← All reviews

Analyzing Visual Layout for a Non-Visual Presentation-Document Interface

Tatsuya Ishihara, Hironobu Takagi, Takashi Itoh, Chieko Asakawa · 2006 · Proceedings of the 8th International ACM SIGACCESS Conference on Computers and Accessibility (Assets '06) · doi:10.1145/1168987.1169016

Summary

This paper from IBM Japan tackles a fundamental accessibility challenge: presentation documents (like PowerPoint slides) convey information primarily through visual layout, making them inherently difficult for blind screen reader users to understand. Screen readers typically read slide objects in z-order (the stacking order), which rarely reflects the meaningful visual structure.
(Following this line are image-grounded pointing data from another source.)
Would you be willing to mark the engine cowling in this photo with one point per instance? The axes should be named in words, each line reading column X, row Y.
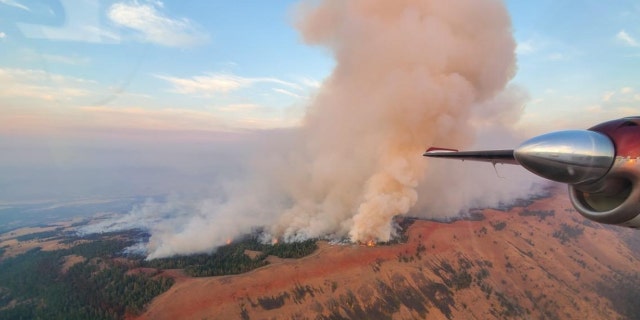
column 615, row 198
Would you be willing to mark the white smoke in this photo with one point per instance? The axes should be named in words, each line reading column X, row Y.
column 409, row 74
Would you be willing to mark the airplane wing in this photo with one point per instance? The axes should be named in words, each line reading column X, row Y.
column 493, row 156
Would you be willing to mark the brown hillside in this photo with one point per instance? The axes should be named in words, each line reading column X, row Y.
column 523, row 263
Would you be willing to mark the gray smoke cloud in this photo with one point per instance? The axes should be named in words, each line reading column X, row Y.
column 409, row 74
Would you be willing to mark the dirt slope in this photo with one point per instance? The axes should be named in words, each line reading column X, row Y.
column 520, row 263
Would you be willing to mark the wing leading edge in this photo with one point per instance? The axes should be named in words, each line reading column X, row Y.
column 493, row 156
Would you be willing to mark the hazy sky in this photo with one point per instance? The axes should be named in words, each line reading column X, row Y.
column 86, row 83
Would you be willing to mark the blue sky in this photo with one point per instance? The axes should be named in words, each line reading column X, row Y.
column 228, row 65
column 85, row 75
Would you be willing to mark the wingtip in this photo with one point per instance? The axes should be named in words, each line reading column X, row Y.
column 437, row 149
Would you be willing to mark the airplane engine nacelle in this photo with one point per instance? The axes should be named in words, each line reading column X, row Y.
column 615, row 198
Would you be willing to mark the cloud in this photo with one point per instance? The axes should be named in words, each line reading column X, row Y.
column 627, row 39
column 218, row 83
column 15, row 4
column 154, row 26
column 288, row 93
column 556, row 57
column 42, row 85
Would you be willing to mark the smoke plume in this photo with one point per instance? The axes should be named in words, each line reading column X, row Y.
column 408, row 74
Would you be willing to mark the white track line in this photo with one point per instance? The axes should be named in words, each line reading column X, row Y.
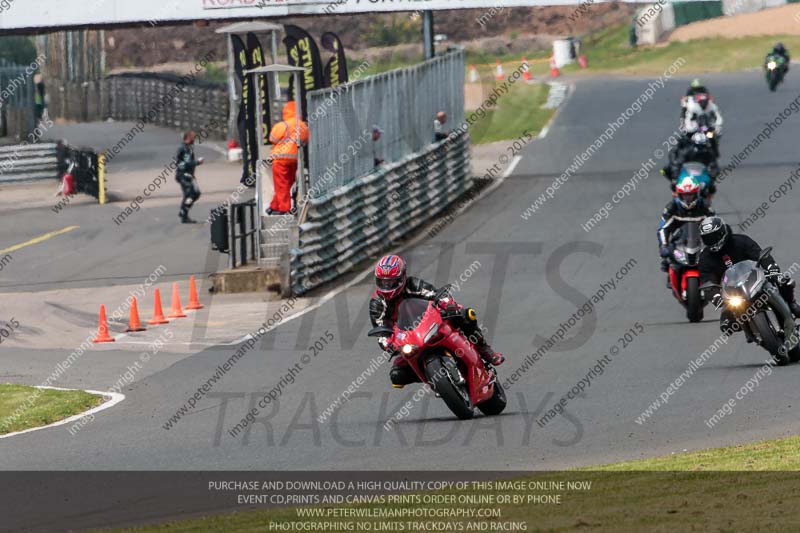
column 512, row 166
column 115, row 399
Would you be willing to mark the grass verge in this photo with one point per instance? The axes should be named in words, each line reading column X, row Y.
column 608, row 51
column 516, row 112
column 752, row 487
column 44, row 406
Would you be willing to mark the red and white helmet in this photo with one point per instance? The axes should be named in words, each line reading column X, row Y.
column 688, row 192
column 390, row 276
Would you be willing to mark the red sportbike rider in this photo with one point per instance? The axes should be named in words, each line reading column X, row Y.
column 392, row 287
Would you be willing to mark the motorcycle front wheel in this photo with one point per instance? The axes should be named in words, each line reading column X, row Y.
column 455, row 396
column 694, row 302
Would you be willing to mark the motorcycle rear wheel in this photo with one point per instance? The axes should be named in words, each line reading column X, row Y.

The authors propose a method to automatically analyse the visual layout of presentation slides and generate metadata describing three types of relationships between objects: parent-child relationships (where one object visually contains another), sibling relationships (where objects are closely located and aligned), and directional relationships (where arrows connect objects or groups). The analysis uses a five-step pipeline: grouping overlapping objects by area ratios, detecting sibling groups using a graph-cut algorithm, determining distance thresholds using Otsu's method, grouping nearby objects below the threshold, and finally detecting arrow source-destination relationships. The generated metadata is then presented through DocExplorer, a prototype adaptive interface that displays the slide's visual structure as a navigable tree view — an interface pattern blind users are already familiar with from file explorers and similar applications. DocExplorer synchronises with the original OpenOffice.org Impress application, allowing both reading and editing of presentation documents.

Key findings

The visual analysis method was evaluated on two datasets of presentation slides collected from the web. On Dataset 1 (90 slides, 474 arrows, curated by authors), the system correctly analysed 71% of slides completely and 83% of individual arrows. On Dataset 2 (37 slides, 264 arrows, with ground truth from independent evaluators), accuracy was 41% for complete slides and 78% for individual arrows. Performance decreased with slide complexity — slides with fewer than 10 objects achieved 96% slide-level accuracy, while those with more than 20 objects dropped to 67%. The gap between slide-level and arrow-level accuracy indicates that most errors involve only a small number of misdetected relationships per slide, meaning minor manual corrections could fix most issues. The tree view interface required no training for blind users since it uses a familiar navigation paradigm. DocExplorer also supported multiple navigation orders (x-order, y-order) reflecting actual visual layout rather than the arbitrary z-order used by screen readers. The system was implemented in Java using OpenOffice.org's UNO API bridge.

Relevance

This research addresses a problem that persists today: visual diagrams in presentations remain largely inaccessible to screen reader users. While modern presentation tools have improved somewhat (PowerPoint now has an accessibility checker and reading order pane), the core issue — that diagrams, flowcharts, and arrow-connected objects lack semantic structure — is still prevalent. The paper's approach of automatically inferring visual relationships and presenting them as navigable tree structures was ahead of its time and anticipates modern efforts in AI-based document understanding. The work is particularly significant because it comes from IBM's accessibility research team (including Chieko Asakawa, a pioneer in web accessibility), and it moves beyond simply requiring authors to add alternative text toward automated structural analysis. For practitioners, it reinforces that presentation accessibility requires attention to diagram structure, not just reading order and alt text.

Tags: screen readers · presentation accessibility · diagram accessibility · visual layout analysis · metadata · non-visual access · document accessibility · alternative interface

Standards referenced: SVG 1.1 · CSS 2.1 · OASIS ODF